In the back of her mind, she could hear her father’s voice. Olive, you put the cart in front of the pony again, didn’t you? You need to learn to take time and think before you let your words leave your mouth! (p. 7)
More than anything, Olive, who has cerebral palsy, wants a calf that is her own, and she tells her parents she wants one for 4H and not a chicken like some of her friends have. She feels she is old enough to raise the calf, but her parents don’t feel that she is ready. Her brother, George, gets up early to help with the cattle on the farm and tries to help Olive to make her life easier. She doesn’t always appreciate what George does and then feels badly that she takes out her feelings on him. She also has a five-year- old brother, Ivan, who also wants to help Olive. Olive uses a four-wheeled walker around the house and then a power wheelchair when she goes out. Most of her classmates accept her, but she overhears someone say that she can’t do what normal kids do. When she tells her parents about the teasing, they decide that maybe she is ready for a calf and can choose the one she wants. She also wants to enter her calf in the 4H competition. When Olive’s grandparents move to the farm, her grandmother is a great help to Olive as she works with her calf named Moofy.

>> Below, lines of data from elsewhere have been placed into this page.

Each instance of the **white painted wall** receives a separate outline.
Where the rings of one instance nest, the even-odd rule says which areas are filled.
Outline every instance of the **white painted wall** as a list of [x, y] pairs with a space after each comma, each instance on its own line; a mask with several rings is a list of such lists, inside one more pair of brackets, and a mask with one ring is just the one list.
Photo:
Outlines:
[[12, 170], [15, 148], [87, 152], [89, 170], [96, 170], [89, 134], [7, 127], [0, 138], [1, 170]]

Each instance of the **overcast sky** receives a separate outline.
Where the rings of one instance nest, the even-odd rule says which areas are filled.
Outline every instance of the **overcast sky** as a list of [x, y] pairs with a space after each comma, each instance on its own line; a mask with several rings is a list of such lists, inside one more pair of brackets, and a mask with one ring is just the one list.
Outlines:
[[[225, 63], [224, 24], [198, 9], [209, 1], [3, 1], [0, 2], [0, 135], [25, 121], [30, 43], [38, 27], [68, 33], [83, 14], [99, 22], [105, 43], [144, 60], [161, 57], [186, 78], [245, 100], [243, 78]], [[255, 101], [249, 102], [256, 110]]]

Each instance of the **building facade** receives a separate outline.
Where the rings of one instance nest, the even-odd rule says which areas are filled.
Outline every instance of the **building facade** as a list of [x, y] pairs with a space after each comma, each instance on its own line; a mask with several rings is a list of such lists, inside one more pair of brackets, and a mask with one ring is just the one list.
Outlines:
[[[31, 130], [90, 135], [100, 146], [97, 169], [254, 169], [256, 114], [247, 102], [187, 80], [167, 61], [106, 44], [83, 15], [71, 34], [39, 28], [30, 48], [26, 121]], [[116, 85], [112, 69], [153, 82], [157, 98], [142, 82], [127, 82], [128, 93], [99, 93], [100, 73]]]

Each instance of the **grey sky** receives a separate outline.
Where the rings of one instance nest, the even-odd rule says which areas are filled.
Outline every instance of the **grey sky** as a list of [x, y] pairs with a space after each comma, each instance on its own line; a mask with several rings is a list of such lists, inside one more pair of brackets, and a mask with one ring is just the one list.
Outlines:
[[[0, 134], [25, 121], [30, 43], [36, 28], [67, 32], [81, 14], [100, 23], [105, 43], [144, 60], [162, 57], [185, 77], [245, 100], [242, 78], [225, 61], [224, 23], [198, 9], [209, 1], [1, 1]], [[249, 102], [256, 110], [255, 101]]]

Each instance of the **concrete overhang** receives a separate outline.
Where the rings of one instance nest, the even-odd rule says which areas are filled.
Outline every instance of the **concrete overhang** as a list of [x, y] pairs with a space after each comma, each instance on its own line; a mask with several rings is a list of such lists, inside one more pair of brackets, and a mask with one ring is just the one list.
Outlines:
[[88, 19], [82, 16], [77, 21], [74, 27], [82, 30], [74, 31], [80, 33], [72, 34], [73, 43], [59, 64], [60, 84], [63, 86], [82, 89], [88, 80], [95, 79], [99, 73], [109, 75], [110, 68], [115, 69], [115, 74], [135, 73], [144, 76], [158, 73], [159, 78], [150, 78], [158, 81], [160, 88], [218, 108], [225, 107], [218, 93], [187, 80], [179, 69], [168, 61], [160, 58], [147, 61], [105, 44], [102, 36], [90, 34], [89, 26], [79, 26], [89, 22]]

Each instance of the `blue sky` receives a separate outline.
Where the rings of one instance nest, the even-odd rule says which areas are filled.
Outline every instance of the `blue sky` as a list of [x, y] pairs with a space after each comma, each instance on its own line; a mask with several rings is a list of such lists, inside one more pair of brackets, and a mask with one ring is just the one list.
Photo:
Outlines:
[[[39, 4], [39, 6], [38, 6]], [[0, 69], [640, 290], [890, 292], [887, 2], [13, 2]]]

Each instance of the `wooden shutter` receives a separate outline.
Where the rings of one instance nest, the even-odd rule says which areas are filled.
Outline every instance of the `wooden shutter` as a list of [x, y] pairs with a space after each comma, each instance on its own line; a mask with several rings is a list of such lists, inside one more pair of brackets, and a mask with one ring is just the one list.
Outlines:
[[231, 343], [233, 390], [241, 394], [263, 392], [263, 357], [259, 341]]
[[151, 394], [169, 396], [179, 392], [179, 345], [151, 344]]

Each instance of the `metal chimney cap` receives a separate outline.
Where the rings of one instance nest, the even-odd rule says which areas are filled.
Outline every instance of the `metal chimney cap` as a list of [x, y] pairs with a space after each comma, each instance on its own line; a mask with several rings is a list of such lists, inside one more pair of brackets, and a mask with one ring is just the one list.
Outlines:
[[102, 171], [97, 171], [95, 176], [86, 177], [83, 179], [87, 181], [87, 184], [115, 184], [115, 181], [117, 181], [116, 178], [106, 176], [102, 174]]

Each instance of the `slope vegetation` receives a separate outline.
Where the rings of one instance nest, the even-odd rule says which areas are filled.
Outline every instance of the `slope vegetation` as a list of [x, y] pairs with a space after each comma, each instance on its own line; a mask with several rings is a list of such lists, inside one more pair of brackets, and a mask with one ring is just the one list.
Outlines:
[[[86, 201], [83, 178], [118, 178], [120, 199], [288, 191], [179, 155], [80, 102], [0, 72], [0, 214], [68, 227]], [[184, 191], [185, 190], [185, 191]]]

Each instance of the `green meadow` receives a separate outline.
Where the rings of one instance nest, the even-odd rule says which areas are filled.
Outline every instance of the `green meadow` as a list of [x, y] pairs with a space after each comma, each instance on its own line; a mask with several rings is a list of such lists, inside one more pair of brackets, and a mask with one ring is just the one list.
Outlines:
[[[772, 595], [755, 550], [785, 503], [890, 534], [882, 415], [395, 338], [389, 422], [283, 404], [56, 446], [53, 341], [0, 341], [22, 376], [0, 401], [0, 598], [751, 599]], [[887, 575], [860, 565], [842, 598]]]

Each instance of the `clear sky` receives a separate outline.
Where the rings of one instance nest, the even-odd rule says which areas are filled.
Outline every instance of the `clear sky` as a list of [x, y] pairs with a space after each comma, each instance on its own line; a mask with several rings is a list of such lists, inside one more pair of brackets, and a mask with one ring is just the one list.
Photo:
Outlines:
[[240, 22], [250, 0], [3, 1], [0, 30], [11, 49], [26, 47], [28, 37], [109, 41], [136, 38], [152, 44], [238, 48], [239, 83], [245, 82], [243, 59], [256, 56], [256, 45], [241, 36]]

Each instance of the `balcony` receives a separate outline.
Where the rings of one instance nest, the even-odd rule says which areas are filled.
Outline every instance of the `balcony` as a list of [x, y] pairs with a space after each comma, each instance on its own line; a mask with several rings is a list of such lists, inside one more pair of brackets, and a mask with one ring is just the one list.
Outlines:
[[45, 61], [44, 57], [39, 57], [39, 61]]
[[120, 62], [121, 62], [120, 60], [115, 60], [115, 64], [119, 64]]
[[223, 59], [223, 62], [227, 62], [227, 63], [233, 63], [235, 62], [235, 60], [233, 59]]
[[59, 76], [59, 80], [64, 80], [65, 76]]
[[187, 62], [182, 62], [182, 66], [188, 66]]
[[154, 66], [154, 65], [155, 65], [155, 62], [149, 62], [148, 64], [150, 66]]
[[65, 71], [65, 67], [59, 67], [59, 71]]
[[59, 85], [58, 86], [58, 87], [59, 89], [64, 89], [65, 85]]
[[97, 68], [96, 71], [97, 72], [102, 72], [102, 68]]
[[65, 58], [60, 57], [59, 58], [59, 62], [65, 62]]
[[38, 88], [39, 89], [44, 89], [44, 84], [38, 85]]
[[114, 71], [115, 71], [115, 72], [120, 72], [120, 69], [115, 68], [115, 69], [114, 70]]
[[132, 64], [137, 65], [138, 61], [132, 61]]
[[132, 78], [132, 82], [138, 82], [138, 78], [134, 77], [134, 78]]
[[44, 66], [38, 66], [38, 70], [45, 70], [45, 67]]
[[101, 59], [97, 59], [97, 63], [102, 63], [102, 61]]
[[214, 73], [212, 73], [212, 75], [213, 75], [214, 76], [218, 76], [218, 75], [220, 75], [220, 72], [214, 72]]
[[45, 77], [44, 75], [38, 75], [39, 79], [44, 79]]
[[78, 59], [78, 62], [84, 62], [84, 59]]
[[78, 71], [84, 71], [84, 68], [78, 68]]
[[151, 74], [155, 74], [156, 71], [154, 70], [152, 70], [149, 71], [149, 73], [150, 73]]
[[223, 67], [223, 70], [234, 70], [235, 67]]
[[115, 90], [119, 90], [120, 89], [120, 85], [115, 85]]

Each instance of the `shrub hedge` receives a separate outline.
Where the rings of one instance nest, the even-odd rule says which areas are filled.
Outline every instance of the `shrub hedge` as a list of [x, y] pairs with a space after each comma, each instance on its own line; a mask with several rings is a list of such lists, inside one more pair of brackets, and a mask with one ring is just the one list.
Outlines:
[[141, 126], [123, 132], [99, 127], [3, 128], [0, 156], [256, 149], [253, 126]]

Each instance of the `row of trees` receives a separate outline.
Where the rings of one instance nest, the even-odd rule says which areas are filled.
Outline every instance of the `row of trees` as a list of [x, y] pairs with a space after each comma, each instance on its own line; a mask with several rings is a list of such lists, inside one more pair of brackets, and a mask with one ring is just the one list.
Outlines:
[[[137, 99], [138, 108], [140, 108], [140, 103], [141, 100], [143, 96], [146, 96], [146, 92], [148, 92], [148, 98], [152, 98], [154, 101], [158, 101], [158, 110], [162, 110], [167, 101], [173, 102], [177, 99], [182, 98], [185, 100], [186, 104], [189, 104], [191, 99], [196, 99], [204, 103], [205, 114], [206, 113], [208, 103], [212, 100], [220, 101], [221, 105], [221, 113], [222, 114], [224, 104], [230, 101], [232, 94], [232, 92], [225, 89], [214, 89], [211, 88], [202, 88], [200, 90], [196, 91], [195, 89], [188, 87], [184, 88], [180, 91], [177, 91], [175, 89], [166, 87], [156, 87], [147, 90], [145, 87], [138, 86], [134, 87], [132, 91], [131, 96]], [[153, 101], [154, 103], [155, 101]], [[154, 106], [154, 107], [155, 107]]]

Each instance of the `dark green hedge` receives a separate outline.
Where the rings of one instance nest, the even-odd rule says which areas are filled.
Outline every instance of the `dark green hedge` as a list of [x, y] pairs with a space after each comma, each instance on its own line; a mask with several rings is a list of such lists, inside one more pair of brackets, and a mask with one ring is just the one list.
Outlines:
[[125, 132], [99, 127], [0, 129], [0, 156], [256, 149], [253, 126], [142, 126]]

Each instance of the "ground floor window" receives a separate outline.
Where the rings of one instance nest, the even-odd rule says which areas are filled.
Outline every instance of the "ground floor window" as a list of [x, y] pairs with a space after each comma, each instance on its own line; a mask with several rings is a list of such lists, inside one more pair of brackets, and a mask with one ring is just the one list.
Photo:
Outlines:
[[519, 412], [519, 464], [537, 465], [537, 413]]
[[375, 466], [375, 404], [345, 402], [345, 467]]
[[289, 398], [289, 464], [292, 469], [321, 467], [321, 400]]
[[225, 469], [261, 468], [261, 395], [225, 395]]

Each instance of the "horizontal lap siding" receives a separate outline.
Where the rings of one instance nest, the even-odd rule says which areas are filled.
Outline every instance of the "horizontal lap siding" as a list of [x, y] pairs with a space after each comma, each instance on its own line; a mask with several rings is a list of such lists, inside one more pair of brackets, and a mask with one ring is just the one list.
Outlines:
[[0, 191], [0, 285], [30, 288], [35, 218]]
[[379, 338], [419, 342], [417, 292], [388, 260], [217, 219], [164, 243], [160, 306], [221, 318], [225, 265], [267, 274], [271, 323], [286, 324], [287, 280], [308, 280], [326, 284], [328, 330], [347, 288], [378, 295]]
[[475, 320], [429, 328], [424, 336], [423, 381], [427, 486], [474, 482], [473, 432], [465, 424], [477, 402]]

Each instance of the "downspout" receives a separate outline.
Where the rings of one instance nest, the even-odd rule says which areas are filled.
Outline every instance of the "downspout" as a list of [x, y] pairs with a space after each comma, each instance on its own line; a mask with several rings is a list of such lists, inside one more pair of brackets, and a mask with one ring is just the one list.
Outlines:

A Calf for Olive is an excellent story about determination, independence and the abilities and challenges of a person with cerebral palsy. There are 19 chapters with titles that suggest the plot’s direction. Some examples are “Olive’s Family and Friends”, “Overheard Outside the Classroom”, “Grammy and Grampy Arrive”, “Exciting News”, and “Choosing a Calf”. There are many details that make this an authentic story about someone with cerebral palsy. For example, Olive uses an EZ Reacher to make her bed. Her parents want her to use a cell phone and a whistle when she goes out alone in case she runs into trouble. Interesting details about the farm’s animals are included, with one being the sheep that are spoiled and look for treats by the fence, and another involves the dog, Mia who is deaf but still sleeps by the sheep as if she is protecting them. The author also utilizes correct vocabulary for the names of the animals, like ewes for female sheep and heifer for a female cow.
The novel’s characters are engaging and realistic, including the class bully, Billy. A Calf for Olive would also be an excellent read-aloud choice, especially for the younger readers in the intended age group. The book’s content provides many opportunities for discussions around differences of abilities in people.
Deborah Mervold is a retired educator from Shellbrook, Saskatchewan, with experience as a high school English teacher and teacher-librarian and post-secondary experience working with instructors at Saskatchewan Polytechnic. She is a life-long learner with a love of reading and libraries.